In OAuth 2.0 what is the function of the authorization code?

Question

My question is related to this blog post: https://developer.okta.com/blog/2019/10/21/illustrated-guide-to-oauth-and-oidc

In step 5, the authorization server returns an authorization code to the client:

Right after that in step 6 the client returns this authorization code back to the server, together with Client ID and Client secret, and receives the access token. Whats the purpose of this "Authorization Code round trip"?

Answer 1

I believe you are asking “why not just return the access token directly rather than first getting an authorization grant and then trading it for the access token?” The answer is because that would be insecure.

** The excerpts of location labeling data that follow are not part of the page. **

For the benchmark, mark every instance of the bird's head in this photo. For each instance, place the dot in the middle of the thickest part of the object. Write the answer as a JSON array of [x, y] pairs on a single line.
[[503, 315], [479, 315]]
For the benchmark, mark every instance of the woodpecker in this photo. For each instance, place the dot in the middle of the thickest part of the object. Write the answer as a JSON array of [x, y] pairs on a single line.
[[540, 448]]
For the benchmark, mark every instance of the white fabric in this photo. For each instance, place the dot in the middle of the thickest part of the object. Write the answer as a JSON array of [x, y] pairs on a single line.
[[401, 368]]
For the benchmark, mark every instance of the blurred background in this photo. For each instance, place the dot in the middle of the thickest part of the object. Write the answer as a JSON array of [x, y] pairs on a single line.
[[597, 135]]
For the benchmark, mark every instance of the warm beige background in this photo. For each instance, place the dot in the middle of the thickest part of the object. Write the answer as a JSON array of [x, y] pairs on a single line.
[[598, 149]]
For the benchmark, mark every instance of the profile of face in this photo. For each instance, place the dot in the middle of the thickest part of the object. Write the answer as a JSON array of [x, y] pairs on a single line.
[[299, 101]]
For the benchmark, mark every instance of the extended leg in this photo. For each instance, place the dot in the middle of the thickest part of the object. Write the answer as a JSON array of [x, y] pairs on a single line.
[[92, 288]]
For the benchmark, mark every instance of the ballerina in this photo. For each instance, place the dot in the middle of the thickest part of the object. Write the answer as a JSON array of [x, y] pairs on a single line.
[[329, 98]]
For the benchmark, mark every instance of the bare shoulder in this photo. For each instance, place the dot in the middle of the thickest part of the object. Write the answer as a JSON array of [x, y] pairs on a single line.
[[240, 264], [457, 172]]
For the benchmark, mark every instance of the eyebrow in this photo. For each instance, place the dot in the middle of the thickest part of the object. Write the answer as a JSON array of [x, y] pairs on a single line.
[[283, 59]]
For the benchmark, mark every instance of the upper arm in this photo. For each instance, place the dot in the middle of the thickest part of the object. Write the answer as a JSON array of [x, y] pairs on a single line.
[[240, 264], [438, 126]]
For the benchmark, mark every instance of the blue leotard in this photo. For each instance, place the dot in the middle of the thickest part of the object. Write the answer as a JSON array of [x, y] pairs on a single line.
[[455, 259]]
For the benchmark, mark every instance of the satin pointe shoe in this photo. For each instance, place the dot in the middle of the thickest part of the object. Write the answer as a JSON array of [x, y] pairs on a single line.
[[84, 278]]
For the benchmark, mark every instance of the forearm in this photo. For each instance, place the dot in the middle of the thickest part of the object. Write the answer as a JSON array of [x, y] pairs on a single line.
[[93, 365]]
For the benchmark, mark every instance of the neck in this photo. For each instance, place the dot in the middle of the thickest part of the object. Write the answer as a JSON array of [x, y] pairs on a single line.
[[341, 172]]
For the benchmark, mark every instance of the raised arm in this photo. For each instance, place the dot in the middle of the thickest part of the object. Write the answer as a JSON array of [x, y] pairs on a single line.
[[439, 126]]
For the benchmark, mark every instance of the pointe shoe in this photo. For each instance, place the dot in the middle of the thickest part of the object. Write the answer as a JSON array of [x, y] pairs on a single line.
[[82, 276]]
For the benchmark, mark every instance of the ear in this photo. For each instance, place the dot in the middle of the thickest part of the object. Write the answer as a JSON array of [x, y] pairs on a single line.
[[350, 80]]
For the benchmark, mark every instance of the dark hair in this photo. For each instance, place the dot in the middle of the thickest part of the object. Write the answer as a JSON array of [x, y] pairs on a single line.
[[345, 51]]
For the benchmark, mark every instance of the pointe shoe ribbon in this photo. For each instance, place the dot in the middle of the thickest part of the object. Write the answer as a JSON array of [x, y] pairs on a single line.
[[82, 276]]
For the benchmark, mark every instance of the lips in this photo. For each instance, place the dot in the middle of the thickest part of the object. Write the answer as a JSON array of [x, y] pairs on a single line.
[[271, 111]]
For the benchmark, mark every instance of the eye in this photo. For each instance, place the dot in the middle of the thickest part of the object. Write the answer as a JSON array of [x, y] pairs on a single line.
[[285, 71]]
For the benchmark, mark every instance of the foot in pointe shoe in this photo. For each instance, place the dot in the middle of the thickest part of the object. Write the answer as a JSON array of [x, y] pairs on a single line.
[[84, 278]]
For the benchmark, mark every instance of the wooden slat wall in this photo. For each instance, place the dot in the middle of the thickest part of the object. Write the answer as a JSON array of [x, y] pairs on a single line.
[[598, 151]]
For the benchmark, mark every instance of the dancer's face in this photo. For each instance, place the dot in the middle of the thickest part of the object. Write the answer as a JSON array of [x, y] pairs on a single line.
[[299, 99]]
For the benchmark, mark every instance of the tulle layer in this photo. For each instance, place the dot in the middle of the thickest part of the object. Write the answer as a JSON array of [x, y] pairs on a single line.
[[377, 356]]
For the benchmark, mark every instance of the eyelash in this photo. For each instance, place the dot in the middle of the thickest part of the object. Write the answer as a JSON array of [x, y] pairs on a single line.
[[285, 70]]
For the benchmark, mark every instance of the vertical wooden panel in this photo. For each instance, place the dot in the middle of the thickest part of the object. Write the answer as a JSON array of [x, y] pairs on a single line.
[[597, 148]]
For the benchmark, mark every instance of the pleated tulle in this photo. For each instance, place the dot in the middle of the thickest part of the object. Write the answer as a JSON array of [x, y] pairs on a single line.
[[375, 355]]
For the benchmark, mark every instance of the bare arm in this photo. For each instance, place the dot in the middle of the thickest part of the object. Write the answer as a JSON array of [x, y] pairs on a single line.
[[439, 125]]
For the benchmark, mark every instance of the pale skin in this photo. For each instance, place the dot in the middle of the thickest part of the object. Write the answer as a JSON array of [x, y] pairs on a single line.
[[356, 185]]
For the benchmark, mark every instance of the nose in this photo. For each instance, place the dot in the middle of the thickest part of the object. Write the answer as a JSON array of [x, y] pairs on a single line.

The authorization grant is returned in a query parameter of the redirection URI. Putting sensitive values in a query parameter is a no-no: these values get logged in web browsers and web server logs. The Oauth protocol works around this security no-no by using an authorization grant that is one-time use. Once that authorization grant is exchanged for an access token, that grant is no longer valid and cannot be re-used. Hence, the fact that it is logged means that it doesn’t matter : by the time it is logged, it is no longer valid. On the other hand, the access token is for multiple uses, and therefore cannot be logged — which implies that it is not safe to put in the query parameter.

That’s the entire reason why they introduce the authorization grant extra layer of complexity. If a server allows the authorization grant to be used multiple times, that would be a security bug (it is prohibited in the Oauth protocol).

That’s an excellent blog on Oauth, BTW. One of my favourites.